Тут его и поразил один аукующий голос – зазывный, трепетный и тоскующий: он поднимался, точно взлетая оттуда, с макушки горы, стелился над озером, затем неожиданно терялся среди множества бабьих голосов и снова поднимался, звенел по долу, звал к себе. Яшке даже почудилось, что это ауканье имеет свой цвет, такой же, как солнечные блики под ольхой, и по этому цвету его могло отыскать, зажмуря глаза… вот стоит только поднялся и пойти. А одно время ему даже показалось, что зов поднимается из сосняка, с горы, но вдруг тот обрывался и выплывал откуда-то из-за озера, таясь в каждом дереве, в каждой коряге, травинке, во всем, что окружало Яшку, даже в его собственных коленях. И Яшка почувствовал, что его манит все, что теперь, как он ни сопротивляйся, ему неизбежно идти на клич, как заблудшему ночью – на факел. Вздрагивая всем телом, уже не слыша, как булькают мутные дождевые потоки, как гогочут у омутов жирные гуси, он, сосредоточившись на волнующем зове, поднялся с сучковатого пня и, складывая губы для ответного крика, весь потянулся: зов несся беспрерывно, волнами, плача, требуя отклика. И Яшка, повинуясь неопределенному желанию ответить, опустился на колени и, гладя, ощупывая солнечные блики под ольхой, напряженно всматриваясь, пополз от берега в чащу. Затем, весь раскаленный, вскочил и, глядя вперед, отфыркиваясь, словно буйвол, ломая осинник, кинулся на Шихан-гору.

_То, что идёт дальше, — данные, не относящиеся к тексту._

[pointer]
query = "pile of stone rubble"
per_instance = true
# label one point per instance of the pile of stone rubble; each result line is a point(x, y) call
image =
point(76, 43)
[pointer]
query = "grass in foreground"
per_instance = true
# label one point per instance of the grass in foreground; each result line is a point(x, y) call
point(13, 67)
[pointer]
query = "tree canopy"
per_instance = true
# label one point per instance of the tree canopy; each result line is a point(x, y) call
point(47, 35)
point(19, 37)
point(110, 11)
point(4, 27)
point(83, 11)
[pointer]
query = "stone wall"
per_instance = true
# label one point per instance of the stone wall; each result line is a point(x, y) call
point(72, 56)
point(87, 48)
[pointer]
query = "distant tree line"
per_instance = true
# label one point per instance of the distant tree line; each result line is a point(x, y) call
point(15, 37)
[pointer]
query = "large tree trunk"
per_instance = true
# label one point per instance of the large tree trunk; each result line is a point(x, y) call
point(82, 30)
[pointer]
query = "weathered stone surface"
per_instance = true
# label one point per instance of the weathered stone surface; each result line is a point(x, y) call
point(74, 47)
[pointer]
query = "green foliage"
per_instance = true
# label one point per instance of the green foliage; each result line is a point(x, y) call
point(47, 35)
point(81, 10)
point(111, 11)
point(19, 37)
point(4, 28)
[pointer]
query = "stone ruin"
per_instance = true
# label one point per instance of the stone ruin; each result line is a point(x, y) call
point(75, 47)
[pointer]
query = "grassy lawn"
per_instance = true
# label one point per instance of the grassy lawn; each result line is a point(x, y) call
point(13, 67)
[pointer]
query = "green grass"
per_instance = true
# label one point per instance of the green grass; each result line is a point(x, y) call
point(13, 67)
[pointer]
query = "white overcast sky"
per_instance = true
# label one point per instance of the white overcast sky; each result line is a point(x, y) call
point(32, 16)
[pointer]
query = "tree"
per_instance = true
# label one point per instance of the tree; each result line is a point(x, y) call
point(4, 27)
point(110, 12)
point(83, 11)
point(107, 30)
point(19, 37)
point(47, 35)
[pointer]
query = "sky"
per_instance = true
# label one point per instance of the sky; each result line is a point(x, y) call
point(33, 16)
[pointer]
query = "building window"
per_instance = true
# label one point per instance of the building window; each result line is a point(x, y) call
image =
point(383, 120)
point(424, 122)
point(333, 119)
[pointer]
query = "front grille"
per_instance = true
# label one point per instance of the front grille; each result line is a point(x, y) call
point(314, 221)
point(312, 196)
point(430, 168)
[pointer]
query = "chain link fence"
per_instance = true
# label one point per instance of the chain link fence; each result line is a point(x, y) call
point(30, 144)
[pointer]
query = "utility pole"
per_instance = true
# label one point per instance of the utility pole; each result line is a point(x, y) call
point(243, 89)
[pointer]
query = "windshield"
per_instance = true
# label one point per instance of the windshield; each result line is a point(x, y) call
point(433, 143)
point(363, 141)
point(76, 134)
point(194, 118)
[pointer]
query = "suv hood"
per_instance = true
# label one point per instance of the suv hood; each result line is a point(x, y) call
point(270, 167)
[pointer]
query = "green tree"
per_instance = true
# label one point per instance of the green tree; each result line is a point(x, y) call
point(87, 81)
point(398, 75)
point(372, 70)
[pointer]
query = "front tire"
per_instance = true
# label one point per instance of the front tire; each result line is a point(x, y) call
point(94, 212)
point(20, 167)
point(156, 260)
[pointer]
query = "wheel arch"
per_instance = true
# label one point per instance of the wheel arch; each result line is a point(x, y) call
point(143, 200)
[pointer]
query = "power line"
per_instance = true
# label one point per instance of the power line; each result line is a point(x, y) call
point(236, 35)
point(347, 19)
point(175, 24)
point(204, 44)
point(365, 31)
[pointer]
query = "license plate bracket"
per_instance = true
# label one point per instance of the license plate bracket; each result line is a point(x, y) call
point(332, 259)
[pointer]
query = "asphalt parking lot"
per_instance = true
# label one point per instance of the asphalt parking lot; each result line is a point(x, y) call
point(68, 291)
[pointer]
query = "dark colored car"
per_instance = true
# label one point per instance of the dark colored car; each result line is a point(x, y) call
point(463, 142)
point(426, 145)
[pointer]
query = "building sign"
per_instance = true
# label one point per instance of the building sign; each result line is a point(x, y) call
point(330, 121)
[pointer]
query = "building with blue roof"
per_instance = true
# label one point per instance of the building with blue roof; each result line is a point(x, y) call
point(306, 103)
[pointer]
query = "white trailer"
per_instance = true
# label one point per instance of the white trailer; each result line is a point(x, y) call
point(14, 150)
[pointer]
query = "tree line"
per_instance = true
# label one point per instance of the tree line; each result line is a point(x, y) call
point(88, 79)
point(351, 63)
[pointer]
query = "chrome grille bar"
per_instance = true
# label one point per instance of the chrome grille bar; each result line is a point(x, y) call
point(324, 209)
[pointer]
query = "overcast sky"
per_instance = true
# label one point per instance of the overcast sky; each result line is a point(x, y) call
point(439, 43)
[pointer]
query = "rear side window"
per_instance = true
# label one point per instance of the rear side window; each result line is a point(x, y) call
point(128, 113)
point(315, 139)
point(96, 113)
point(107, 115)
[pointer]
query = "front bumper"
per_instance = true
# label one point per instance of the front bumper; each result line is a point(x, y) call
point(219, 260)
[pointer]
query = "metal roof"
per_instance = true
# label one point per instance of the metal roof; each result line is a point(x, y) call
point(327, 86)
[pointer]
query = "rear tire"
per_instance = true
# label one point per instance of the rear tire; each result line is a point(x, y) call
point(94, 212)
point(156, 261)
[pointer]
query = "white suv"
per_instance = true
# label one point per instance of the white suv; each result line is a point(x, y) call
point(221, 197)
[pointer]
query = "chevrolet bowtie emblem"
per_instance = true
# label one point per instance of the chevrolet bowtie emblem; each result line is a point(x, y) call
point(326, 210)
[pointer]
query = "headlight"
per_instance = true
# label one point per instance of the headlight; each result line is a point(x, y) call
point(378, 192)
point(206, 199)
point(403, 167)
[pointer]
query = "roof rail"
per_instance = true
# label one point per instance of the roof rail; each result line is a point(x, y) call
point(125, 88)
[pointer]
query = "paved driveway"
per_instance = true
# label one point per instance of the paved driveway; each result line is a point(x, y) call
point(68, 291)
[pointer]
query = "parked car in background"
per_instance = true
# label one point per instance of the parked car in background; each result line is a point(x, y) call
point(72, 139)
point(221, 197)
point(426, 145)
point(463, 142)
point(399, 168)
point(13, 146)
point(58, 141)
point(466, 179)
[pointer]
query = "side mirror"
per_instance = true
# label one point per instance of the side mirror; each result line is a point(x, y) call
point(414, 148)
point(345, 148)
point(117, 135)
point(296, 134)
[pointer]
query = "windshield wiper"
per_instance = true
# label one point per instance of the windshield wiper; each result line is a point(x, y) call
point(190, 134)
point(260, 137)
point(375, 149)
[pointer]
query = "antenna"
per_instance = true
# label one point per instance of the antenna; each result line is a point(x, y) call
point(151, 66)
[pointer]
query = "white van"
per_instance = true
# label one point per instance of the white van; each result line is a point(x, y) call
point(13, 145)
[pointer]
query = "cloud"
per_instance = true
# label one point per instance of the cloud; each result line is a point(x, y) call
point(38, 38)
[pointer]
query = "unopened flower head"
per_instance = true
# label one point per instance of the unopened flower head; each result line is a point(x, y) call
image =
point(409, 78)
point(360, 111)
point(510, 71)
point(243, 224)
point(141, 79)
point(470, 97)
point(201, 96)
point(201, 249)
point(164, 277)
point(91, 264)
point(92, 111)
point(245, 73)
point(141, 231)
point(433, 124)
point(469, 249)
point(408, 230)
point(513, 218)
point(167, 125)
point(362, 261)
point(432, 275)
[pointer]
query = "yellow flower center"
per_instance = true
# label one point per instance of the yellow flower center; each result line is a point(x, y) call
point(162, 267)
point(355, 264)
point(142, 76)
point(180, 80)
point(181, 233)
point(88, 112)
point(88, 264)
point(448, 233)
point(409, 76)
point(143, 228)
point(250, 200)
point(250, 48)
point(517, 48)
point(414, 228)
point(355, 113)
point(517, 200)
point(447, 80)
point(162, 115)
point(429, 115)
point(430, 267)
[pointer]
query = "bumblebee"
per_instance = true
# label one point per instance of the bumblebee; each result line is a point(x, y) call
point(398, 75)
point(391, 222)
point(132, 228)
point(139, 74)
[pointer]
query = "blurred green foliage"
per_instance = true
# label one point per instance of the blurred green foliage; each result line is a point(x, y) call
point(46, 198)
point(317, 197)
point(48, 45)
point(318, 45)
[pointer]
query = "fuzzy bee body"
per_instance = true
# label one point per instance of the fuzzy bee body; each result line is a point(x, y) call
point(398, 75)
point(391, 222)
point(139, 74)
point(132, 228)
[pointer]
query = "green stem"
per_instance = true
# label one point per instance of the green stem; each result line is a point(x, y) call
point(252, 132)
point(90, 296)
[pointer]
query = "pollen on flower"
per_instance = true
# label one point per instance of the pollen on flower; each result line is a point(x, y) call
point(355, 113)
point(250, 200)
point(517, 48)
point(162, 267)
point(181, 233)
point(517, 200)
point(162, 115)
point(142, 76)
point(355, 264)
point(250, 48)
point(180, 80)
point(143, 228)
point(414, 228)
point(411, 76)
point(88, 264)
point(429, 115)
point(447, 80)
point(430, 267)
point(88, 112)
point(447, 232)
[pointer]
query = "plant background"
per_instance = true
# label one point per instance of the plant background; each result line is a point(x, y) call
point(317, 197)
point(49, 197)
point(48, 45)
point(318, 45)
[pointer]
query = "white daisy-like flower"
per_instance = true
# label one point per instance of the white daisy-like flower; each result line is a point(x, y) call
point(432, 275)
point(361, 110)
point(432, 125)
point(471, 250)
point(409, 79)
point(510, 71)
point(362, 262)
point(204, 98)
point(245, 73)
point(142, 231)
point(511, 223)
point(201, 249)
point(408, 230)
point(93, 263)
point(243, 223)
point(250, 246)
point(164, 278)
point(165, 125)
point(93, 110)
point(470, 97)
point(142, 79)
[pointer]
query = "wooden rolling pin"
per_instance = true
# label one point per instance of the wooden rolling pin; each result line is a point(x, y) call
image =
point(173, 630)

На Шихан-горе меж деревьев мельтешили бабы. Зная, что ни одна из них, слишком усердно аукающая, сейчас не оттолкнет его, он все-таки, крадучись, как волк, прятался от них, скользил по лесу, на четвереньках нырял сквозь спутанный курослепник, неслышно перепрыгивал через промоины и незаметно для себя очутился в сосняке. В сосняке он увидел Катю Пырякину. Она, молодая и сочная, как спелое анисовое яблоко, сидела под одинокой широкогрудой березой, аукала, смолкала, шевеля раскрасневшимися губами, прислушиваясь к тому, как эхом перекатывается ее зов, и снова аукала протяжно, долго, будто кукушка.
«А-а… вот она, Катька… Неродиха», – мелькнуло у него, и он кинулся к ней, перепоясал руками ее тоскующее горячее тело, еле заметив, как у нее страхом блеснули глаза.

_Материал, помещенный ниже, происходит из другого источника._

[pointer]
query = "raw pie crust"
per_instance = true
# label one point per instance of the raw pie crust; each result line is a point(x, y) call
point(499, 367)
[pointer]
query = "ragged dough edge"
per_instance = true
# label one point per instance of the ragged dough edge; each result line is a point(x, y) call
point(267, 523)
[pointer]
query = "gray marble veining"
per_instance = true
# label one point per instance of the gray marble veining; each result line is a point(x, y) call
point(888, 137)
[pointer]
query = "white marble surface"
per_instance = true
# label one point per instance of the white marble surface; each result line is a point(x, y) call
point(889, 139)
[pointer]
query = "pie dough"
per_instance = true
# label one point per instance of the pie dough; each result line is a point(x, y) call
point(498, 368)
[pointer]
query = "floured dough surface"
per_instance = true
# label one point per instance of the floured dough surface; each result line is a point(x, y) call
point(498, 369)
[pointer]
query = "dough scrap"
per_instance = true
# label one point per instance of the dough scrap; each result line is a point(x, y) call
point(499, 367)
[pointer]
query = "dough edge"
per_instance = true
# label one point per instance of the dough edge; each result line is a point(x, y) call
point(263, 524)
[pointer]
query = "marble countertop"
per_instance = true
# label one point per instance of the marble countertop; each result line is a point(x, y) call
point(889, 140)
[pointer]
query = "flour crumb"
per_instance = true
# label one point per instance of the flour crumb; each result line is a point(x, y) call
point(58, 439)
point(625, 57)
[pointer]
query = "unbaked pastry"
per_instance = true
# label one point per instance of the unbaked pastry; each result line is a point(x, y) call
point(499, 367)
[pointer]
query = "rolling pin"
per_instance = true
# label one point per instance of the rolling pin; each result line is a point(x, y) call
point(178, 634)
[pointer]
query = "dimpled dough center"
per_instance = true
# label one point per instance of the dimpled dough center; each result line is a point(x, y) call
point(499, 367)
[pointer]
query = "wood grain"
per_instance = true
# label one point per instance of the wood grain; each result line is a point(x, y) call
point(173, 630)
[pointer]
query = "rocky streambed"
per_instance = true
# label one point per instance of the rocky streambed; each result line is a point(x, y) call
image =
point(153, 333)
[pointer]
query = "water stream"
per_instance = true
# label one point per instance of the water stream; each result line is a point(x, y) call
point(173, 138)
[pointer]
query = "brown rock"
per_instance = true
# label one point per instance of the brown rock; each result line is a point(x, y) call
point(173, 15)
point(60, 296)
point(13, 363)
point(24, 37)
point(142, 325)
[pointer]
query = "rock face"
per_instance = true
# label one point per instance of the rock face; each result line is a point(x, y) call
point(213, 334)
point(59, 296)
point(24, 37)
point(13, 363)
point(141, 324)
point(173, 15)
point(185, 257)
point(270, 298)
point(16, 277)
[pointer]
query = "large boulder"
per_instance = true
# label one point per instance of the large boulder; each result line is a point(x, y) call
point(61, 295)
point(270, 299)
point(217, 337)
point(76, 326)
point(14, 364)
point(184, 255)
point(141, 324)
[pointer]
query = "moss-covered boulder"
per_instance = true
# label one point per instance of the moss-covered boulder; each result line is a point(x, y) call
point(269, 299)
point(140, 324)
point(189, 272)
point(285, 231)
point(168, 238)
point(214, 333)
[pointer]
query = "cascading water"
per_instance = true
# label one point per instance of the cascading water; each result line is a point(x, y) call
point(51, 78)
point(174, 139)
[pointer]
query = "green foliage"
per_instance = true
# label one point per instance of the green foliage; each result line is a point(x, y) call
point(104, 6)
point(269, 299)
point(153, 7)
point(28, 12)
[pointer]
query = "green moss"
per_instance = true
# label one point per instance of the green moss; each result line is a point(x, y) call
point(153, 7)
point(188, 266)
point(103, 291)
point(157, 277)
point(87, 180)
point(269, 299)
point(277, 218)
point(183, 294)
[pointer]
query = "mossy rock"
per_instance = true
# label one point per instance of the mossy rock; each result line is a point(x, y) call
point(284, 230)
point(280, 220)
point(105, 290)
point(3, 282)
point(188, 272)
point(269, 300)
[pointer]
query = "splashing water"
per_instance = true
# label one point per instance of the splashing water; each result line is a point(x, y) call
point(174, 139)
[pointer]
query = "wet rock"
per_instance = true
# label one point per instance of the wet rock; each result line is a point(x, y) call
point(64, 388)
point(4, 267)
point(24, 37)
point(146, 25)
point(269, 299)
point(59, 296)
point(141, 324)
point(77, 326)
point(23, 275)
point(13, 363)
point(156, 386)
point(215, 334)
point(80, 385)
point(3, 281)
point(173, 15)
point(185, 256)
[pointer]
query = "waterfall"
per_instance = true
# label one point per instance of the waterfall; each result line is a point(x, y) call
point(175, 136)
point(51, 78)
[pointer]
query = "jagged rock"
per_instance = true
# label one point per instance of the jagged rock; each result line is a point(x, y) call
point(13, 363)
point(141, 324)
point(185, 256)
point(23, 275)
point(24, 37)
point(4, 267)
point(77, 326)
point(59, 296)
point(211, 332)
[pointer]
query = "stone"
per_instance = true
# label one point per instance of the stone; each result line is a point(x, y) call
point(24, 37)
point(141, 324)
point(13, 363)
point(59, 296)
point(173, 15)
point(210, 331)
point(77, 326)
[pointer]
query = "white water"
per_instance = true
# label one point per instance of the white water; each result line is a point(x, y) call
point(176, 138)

Вскоре он сидел около Кати, смотрел на ее растрепанную голову, с сосновыми иглами на затылке, на измятое, вздернутое платье, оголяющее розовую чашечку колена, – думая о том, как все это просто, и, видя, что Катя склонилась, словно подшибленный, стебель подсолнуха, говорил тихо:
– Ты, Катюша… не серчай на меня: нынче все помолодели. И то запомни – все как в воду кануло: на костре меня жги – молчок.
Катя поднялась, отряхнулась и, не откликаясь на ауканье подруг, тихо побрела сосняком, забыв у березы лукошко.
– Катюша!.. Ты это… – Яшка поднял лукошко и, догнав Катю, повесил его на согнутую руку: – Ты это… Вот сказать не знаю как… А сказал бы… Не зверюга я – вот что. Это тебе надо понять.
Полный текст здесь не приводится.